Akıllıca yatırım yapmanın anahtarı, hangi risk toleransının sizin için makul olduğunu bulmaktır. Vanguard ve Wells Fargo gibi çevrimiçi risk tolerans anketleri size bu konuda yardımcı olabilir. Durumunuz ve tutumlarınız hakkında birkaç soruyu yanıtlayın, size farklı yatırım türleri arasında dolarlarınızı nasıl böleceğinize dair genel bir fikir verecektir. Finansal uzmanların önerdiğini bilerek paranızla biraz risk alma konusunda daha kendinize güvenebilirsiniz..
Son söz
Birçok durumda, korkuyu aşmak, sadece yüzüne bakmak meselesidir. Sizi korkutan ne varsa düşünün ve kendinize “Gerçekten olabilecek en kötü şey nedir?” Diye sorun.
Tabii ki, bazı durumlarda, en kötü senaryo gerçekten kötüdür. Örneğin, işinizden çıkıp güvenmeye çalışmak için herhangi bir acil durum tasarrufu yapmadan bir işe başlamaya karar vermeye çalışıyorsanız, en kötü durum, sonuçta evinizi kırıp kaybedeceğinizdir. Bu endişelenmeniz gereken son derece makul bir şey - ve bu adımı atmaya hazır olmadığınıza dair iyi bir işaret.
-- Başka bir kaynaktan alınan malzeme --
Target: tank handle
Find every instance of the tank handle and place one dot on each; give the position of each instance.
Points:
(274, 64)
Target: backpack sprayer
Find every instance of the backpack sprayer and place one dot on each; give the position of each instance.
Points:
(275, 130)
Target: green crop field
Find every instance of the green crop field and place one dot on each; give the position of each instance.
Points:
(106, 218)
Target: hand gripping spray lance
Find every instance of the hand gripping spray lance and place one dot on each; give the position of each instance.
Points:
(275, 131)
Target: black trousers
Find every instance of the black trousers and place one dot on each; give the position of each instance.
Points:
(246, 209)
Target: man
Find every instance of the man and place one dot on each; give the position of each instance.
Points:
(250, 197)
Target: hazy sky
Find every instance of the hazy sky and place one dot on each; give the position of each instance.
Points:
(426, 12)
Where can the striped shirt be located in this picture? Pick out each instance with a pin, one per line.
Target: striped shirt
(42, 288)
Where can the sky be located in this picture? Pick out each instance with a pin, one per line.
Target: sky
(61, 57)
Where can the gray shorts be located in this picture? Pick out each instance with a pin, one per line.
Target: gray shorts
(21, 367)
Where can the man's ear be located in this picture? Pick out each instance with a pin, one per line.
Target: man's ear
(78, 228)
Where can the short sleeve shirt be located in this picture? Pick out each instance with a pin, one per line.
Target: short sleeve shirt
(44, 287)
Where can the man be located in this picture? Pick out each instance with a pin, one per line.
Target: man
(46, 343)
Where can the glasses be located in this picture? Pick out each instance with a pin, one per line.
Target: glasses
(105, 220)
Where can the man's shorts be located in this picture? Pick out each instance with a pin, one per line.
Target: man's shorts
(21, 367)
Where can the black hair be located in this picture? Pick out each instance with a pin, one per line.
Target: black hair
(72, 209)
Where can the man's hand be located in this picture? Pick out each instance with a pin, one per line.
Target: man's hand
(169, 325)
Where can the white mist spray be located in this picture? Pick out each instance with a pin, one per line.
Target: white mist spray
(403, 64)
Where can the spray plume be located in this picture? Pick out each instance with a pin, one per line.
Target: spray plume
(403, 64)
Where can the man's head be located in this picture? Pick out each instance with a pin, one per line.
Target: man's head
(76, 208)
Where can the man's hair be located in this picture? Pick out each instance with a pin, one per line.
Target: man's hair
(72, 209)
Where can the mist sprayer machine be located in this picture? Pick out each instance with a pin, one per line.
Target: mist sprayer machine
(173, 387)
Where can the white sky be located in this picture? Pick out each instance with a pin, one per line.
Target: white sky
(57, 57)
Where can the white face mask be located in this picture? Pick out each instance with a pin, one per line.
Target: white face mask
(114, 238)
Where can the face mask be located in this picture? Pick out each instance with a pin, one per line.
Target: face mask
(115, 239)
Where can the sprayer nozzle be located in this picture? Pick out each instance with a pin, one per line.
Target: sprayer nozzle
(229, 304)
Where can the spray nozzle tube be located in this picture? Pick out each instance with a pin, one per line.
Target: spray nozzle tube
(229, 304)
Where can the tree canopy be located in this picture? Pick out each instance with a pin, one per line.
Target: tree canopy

Ancak diğer durumlarda, olabilecek en kötü şey o kadar da büyük bir anlaşma değildir. Örneğin, tutumlu tatiliniz arkadaşınızınki kadar güzel değilse, kimin umurunda? Eğlendiğiniz sürece önemli olan bu. Aynı şekilde, birkaç kişi size bakarsa, kıyafetleriniz, arabanız veya eviniz standartlarına uymuyorsa, bu sadece sığ burunlar olduklarını kanıtlıyor, bu yüzden dostlukları kayıp değil.
Kısacası, korkularınıza iyi ve sert bir bakış atıyorsanız ve hala makul görünüyorlarsa, o zaman onlara dikkat etmeye değer olduğunu biliyorsunuz. Ancak yakın muayenede aptalca görünüyorlarsa, onları bir kenara bırakıp hayatınıza devam etmeyi çok daha kolay bulacaksınız. Bunun için daha mutlu olacaksınız ve banka hesabınız da.
Para hakkındaki en büyük korkularınız neler? Sizce gerçekçi mi?